L'Insoumise : Southland Tales


En 1852, lors d’un grand bal virginal, une orpheline voltairienne choque la bonne société de la Nouvelle-Orléans par une robe rouge sang de prostituée. Elle retrouvera l’homme qu’elle aime un an plus tard, avec une épouse et victime de la fièvre jaune. Autour d’eux, le monde change...

Ce séduisant portrait de femme s’inscrit dans la lignée sociale et rebelle de l’esthétique Warner, en permettant à Bette Davis d’incarner admirablement une héroïne en miroir.  
  

I

Voici un cheminement vers la grâce dans un univers en train de disparaître. Voici une histoire d’amour vouée à se dissoudre dans un lazaret. Voici les germes de la guerre de Sécession (la Guerre Civile, comme l’appellent les Américains) présagés par ceux d’une épidémie. 

Les hommes ne plaisantent pas avec l’honneur d’une dame. Les duels se pratiquent entre gens de bonne compagnie. Le décorum régit la vie sociale ; un écart vestimentaire ou de langage peut entraîner l’opprobre ou la mort.  

La flore sudiste protège une architecture massive et alanguie. L’extrême élégance des lampes à huile et des couverts en argent sert d’écrin à des discussions à fleurets mouchetés. Une parure défaite révèle son armature ; sur un marché, une vendeuse exhibe des masques.

Le Nord et le Sud se détestent cordialement, chacun se moquant des coutumes de l’autre. Les notables ne veulent pas d’une autre ligne de chemin de fer : le fleuve des origines leur suffit pour transporter leurs marchandises.
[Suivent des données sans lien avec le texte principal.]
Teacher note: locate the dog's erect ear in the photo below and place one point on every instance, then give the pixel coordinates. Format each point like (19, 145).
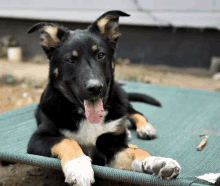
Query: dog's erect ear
(107, 24)
(51, 34)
Ici les Noirs servent les Blancs. Seuls les abolitionnistes réclament la fin de cet esclavage doux. Et quand un enfant du pays revient dans cette Nouvelle-France, proposant au domestique connu depuis toujours de boire un verre avec lui, celui-ci décline poliment – les conventions de classe et de race le feront trinquer à la cuisine.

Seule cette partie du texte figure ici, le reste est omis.